Quale bagaglio di esperienza le ha dato, in questi anni, l’approccio con il giornalismo?

Bagagli non ne fo da tempo; da quando me li smarrirono al tapis roulant dell’aeroporto. Tanto più che non sono un giornalista. È stata la scrittura, sovrana ineguagliabile e tremenda del mio cuore, a prestarmi al giornalismo. Ora attendo misure di ristoro, ma con l’aria che tira, campa cavallo. Il patrimonio vero sono gli amici redattori; giapponesi ai quali nessuno ha detto che la guerra è finita. Loro sì. E tra questi anche lei, caro Satiro, senza mai un filo di prosopopea, nonostante il curriculum.

Un’ultima cosa, parafrasando Dante, riusciremo a riveder le stelle o dobbiamo affidarci per sempre a Caronte?
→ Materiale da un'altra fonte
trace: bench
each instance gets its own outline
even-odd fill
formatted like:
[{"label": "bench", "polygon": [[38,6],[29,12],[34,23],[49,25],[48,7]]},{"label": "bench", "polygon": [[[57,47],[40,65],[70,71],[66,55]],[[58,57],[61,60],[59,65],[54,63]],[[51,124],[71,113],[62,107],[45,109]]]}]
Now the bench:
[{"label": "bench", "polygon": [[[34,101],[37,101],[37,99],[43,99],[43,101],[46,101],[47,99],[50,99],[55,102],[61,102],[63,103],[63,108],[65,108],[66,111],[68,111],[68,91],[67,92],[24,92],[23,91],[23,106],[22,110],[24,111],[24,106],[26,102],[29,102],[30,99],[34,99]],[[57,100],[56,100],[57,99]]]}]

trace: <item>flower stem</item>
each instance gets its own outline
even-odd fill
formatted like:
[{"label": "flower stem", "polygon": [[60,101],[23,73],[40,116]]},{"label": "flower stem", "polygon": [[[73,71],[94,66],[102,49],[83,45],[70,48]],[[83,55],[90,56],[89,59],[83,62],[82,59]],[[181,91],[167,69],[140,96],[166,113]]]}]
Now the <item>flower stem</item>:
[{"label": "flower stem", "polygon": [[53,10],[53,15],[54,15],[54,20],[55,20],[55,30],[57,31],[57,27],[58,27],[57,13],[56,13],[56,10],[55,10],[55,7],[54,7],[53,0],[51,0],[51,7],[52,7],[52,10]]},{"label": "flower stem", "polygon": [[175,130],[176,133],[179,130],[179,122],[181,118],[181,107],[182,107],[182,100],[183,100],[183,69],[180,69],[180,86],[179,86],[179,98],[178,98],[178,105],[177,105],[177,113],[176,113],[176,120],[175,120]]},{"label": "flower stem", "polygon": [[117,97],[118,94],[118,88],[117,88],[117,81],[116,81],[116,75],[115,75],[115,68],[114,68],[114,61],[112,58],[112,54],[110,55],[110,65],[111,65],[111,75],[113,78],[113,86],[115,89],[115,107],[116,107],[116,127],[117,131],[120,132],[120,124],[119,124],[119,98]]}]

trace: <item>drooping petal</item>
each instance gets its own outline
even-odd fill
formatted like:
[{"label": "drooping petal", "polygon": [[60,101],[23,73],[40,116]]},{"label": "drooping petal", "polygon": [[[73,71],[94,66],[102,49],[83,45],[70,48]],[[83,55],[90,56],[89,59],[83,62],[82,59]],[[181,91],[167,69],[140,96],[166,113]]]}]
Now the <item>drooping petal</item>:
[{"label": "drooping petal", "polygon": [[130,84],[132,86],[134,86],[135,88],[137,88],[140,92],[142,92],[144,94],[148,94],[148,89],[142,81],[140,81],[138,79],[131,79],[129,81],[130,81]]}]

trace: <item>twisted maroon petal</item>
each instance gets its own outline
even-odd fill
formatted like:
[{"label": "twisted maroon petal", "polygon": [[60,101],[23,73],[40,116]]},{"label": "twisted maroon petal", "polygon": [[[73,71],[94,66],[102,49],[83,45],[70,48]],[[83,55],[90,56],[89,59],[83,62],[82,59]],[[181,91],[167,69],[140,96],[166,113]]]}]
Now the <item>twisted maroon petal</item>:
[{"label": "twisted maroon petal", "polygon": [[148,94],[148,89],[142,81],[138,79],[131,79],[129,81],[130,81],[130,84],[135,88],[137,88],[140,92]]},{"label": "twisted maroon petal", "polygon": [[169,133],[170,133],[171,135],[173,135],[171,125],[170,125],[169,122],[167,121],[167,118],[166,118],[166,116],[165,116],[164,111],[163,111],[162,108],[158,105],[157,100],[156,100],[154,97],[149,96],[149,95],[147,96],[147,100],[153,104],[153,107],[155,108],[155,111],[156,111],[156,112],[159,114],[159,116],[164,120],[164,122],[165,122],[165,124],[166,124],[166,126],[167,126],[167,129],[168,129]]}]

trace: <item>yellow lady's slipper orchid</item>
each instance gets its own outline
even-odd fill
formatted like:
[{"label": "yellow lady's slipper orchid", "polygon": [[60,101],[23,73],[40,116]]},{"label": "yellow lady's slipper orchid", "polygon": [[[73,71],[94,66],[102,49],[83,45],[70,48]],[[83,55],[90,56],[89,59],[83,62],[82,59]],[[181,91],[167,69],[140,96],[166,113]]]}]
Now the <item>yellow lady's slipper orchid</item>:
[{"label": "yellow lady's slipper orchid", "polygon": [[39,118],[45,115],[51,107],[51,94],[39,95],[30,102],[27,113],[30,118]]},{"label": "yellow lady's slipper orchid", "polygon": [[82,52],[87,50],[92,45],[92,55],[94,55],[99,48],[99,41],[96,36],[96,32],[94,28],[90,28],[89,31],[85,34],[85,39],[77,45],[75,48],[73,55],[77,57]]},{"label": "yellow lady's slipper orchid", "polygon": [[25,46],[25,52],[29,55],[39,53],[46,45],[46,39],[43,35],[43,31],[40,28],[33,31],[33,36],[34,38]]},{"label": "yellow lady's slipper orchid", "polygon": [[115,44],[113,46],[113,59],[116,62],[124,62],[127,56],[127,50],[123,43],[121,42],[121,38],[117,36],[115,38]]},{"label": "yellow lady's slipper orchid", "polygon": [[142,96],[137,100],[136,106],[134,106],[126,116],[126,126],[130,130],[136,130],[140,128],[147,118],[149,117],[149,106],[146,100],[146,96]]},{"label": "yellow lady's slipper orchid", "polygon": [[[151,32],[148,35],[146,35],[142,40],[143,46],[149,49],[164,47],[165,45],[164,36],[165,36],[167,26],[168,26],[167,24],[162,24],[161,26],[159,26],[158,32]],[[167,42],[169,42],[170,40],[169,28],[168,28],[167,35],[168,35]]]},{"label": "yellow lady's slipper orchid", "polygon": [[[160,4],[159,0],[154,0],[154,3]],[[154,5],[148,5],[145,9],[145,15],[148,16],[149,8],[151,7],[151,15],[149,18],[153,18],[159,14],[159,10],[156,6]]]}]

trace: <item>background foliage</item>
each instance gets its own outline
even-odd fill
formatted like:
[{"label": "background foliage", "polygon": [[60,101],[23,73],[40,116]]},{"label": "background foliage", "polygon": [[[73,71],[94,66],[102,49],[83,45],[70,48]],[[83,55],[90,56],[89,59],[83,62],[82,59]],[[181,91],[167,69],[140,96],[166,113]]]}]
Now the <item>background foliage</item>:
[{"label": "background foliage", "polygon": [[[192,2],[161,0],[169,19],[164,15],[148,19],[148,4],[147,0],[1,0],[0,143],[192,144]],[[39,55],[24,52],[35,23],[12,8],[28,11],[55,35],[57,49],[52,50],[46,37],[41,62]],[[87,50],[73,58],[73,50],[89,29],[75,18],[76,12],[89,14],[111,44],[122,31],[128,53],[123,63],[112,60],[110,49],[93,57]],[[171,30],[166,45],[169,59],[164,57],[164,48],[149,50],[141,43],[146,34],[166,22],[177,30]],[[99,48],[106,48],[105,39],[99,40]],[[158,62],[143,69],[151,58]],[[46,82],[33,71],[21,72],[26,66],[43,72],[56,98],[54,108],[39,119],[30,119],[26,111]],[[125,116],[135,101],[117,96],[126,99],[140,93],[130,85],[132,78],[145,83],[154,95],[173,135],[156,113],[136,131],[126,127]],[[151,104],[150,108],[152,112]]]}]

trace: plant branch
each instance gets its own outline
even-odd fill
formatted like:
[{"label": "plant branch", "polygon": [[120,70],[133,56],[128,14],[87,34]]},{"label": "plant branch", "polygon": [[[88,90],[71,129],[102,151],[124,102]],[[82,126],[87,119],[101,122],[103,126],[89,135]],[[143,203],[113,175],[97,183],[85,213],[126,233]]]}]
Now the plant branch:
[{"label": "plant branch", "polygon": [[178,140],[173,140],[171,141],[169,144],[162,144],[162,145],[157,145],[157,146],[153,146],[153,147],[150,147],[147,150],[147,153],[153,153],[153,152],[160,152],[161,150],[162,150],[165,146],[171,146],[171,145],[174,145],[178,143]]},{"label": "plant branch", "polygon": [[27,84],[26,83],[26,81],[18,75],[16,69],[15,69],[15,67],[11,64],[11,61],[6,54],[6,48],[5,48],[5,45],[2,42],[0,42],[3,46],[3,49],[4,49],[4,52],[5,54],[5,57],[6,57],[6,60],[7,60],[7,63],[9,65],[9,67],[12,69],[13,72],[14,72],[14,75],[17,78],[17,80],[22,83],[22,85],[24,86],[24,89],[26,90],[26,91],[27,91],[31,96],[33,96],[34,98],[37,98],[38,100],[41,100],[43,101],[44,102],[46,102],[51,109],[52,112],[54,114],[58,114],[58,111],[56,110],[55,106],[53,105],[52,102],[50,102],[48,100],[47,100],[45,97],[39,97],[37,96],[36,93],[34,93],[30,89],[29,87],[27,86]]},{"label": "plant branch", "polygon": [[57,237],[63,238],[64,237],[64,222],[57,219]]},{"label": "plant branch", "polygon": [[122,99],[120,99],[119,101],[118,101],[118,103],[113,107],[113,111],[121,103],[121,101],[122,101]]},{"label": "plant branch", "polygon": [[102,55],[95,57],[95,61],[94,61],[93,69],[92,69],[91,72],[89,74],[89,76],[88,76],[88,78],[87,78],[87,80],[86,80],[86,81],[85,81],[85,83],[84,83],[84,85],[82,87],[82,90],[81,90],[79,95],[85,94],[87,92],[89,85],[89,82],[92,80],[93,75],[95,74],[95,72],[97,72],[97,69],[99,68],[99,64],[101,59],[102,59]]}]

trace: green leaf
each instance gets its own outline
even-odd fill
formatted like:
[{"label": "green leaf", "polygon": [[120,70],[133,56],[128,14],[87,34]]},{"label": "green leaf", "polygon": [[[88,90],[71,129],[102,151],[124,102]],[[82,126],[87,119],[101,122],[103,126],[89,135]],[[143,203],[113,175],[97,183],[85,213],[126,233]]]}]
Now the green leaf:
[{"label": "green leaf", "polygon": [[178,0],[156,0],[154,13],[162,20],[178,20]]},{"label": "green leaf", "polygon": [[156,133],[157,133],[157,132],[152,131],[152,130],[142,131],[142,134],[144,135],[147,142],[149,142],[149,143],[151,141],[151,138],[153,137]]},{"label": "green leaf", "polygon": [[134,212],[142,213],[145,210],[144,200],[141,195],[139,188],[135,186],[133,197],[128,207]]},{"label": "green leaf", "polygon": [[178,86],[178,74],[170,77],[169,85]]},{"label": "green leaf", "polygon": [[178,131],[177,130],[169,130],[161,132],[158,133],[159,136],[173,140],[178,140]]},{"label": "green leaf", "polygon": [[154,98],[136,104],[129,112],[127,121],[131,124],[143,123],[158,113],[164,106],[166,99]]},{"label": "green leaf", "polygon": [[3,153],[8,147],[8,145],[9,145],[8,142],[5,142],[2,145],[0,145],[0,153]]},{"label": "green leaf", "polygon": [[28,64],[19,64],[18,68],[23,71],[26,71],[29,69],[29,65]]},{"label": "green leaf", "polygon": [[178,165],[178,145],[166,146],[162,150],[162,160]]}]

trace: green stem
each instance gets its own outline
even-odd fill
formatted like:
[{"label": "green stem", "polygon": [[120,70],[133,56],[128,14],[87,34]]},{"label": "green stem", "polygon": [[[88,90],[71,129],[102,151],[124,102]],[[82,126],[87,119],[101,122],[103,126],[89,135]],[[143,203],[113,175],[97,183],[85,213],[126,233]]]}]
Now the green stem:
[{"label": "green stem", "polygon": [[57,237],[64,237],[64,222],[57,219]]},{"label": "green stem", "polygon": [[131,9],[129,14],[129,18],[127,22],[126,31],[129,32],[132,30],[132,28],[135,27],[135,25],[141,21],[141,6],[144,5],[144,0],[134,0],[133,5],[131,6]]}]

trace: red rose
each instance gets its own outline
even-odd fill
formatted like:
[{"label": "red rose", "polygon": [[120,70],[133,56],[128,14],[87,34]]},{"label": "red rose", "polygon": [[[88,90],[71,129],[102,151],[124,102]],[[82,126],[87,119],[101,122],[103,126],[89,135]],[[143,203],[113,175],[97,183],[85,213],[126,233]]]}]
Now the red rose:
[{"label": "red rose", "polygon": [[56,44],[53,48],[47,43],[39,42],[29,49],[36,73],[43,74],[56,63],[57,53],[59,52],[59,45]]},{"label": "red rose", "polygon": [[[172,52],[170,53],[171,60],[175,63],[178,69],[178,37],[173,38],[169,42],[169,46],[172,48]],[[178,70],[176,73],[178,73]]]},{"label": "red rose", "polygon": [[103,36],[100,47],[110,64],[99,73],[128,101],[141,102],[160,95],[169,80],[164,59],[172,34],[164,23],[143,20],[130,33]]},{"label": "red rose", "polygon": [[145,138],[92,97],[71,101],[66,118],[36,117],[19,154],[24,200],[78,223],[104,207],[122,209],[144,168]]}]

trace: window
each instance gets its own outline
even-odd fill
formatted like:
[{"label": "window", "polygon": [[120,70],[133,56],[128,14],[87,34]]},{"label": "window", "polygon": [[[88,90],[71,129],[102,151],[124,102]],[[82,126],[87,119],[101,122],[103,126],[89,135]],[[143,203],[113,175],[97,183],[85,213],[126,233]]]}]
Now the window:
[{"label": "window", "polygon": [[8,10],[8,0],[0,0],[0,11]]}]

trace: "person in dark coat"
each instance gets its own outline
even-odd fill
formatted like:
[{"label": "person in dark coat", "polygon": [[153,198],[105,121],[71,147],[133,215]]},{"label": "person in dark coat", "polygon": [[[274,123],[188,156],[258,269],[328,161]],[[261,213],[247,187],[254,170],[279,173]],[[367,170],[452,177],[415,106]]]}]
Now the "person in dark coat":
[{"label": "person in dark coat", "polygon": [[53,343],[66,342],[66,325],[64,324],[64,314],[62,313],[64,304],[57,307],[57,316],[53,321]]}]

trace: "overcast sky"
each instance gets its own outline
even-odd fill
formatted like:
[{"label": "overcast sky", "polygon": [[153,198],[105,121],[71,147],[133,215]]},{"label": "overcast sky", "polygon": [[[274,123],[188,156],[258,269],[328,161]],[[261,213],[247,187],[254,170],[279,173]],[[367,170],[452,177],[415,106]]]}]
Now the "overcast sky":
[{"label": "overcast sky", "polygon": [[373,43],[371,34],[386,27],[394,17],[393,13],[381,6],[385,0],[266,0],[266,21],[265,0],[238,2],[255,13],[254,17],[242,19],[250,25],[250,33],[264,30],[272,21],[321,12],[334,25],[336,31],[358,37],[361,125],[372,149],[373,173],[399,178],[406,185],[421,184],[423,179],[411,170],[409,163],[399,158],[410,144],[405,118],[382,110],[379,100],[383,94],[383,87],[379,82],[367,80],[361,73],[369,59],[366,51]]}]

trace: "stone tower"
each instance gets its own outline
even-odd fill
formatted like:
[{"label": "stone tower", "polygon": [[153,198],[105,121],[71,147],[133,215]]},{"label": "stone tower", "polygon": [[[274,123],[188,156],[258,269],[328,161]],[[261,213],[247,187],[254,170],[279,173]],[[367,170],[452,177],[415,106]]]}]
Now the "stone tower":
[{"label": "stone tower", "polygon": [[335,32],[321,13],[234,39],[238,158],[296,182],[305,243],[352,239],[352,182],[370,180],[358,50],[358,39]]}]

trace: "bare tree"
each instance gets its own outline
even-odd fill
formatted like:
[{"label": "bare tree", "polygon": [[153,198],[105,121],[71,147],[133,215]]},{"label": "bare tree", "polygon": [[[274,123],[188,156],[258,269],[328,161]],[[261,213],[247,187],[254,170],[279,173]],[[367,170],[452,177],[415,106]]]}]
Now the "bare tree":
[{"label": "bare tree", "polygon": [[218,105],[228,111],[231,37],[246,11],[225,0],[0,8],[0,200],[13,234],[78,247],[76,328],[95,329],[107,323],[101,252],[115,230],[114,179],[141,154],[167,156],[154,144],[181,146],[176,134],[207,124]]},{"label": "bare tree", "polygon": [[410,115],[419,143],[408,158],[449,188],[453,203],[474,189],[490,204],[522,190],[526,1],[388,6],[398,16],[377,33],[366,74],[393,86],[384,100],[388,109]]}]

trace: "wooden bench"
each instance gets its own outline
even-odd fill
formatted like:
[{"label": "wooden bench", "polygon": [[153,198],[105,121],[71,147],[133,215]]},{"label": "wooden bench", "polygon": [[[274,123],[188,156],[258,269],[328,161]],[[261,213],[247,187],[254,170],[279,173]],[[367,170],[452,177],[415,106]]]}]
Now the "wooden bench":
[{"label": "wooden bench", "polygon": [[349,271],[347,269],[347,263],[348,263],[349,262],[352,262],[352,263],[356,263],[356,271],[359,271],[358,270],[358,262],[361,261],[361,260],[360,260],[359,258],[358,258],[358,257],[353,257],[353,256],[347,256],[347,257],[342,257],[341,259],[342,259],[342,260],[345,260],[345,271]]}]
Troppi colori nell’aria; un inquinamento cromatico imbarazzante. Rosso, giallo, arancione, indaco, ultravioletto: impossibile rivedere le stelle, a meno che non siano metaforiche pure quelle, conseguenze dolorose delle buggerature palaziali. E poi, per uscirne e vederne cinque, di stelle, meglio Caronte, no? Meglio togliersi dalla quadrupedia.

Grazie professore, presto ci vedremo al Cenacolo, ma prima salutiamo i lettori e poi andiamo a farci un wiskaccio, come disse una volta il grande Nando Martellini. Forse i più giovani diranno ma chi era costui?